Entre les deux, il n’y avait évidemment pas photo ! D’un côté, pas de ressources pour
la SOM, Garnier prenant tout et ne donnant rien en échange ; pas d’illustrations ; un nombre
de pages drastiquement réduit ; et l’impossibilité de continuer à fournir les "Cahiers" aux
bibliothèques désargentées, ce qui a permis à quantité d’étudiants de les lire, en France et à
l'étranger. De l’autre, la possibilité de préserver les "Cahiers" dans leur format, leur attrait
(avec quantité d’illustrations en couleurs), leur totale indépendance et leur précieuse liberté de
ton. Pour ma part, j’avais annoncé que j’étais prêt à poursuivre mon travail de rédacteur en
chef, en partenariat avec le Petit Pavé.
Ce qui m’amène à un autre constat : de même qu’il y a deux types bien différents
d’éditeurs, de même on peut envisager deux types de publications pour des sociétés littéraires
telles que la SOM :
- D’un côté, une publication qui se veut exclusivement universitaire et qui, s’adressant
à un public très restreint, peut se permettre de ne pas être accessible au plus grand nombre et,
à l’occasion, de recourir à un langage quelque peu hermétique pour le commun des mortels.
Cela n’a jamais été notre objectif, cela va sans dire.
- De l’autre, une publication qui, tout en développant une approche universitaire
diverse et reposant sur des bases solides, tente également de toucher un public moins élitiste
et lui propose des volumes attrayants et accessibles, en un langage qui ne soit pas aseptisé.
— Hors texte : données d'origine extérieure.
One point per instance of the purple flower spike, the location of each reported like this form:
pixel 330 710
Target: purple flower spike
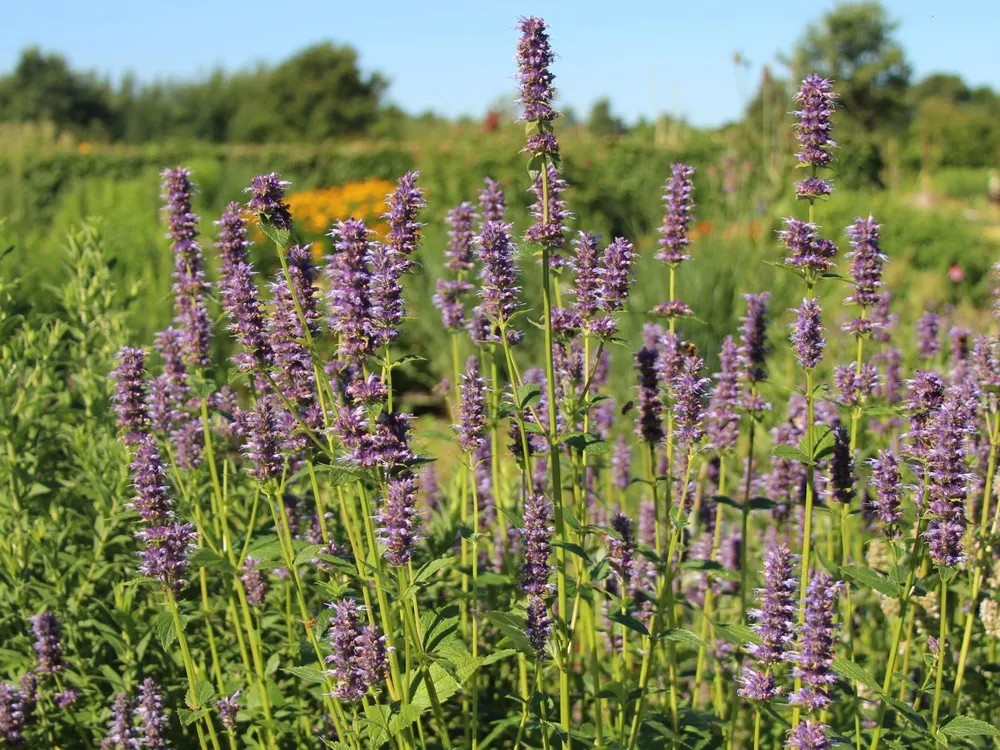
pixel 348 296
pixel 649 422
pixel 253 582
pixel 499 274
pixel 809 735
pixel 267 200
pixel 344 630
pixel 679 201
pixel 47 642
pixel 397 519
pixel 472 409
pixel 492 201
pixel 153 722
pixel 534 56
pixel 262 446
pixel 536 542
pixel 817 101
pixel 239 292
pixel 866 262
pixel 228 708
pixel 723 418
pixel 928 335
pixel 459 253
pixel 842 467
pixel 121 732
pixel 621 548
pixel 888 484
pixel 807 252
pixel 949 477
pixel 549 228
pixel 814 658
pixel 538 625
pixel 130 394
pixel 621 464
pixel 690 390
pixel 807 334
Les "COM" appartiennent clairement à cette catégorie et ont permis de toucher de la sorte un
plus grand nombre de lecteurs, et ce d’autant plus que les articles ont été régulièrement mis en
ligne, et accessibles gratuitement, deux ans après leur parution. La publication de documents,
inédits ou oubliés, présentés simplement, les témoignages divers de mirbeauphiles très
différents par leurs approches (écrivains, artistes, comédiens, metteurs en scène, traducteurs,
adaptateurs, etc.), les nouvelles des activités de notre société et des associations sœurs,
l'importante partie bibliographique, des notules mirbelliennes apportant des informations
nouvelles sur l’écrivain et son époque, et là-dessus beaucoup d’illustrations, cela donne des
volumes qui sont exigeants et d’un excellent niveau académique, que personne ne conteste, et
en même temps (comme dirait notre potentat) attrayants et relativement accessibles. De tels
"Cahiers" permettent de compléter le travail éditorial qui a mis à la portée de tous, et
gratuitement, la totalité de l’œuvre de Mirbeau.
Tel est en effet l’objectif de toute association d’amis d’écrivains : permettre au plus
grand nombre de découvrir et de lire l’écrivain en question. À cet égard, les Classiques
Garnier ne servent strictement à rien. Avec les mirbeauphiles honnêtes et sincères, et avec la
collaboration du Petit Pavé, il va être heureusement possible de poursuivre l’aventure des
"Cahiers Mirbeau" « tels qu’en eux-mêmes enfin… »
Pierre MICHEL
Fondateur et président honoraire de la Société Octave Mirbeau (1993-2018).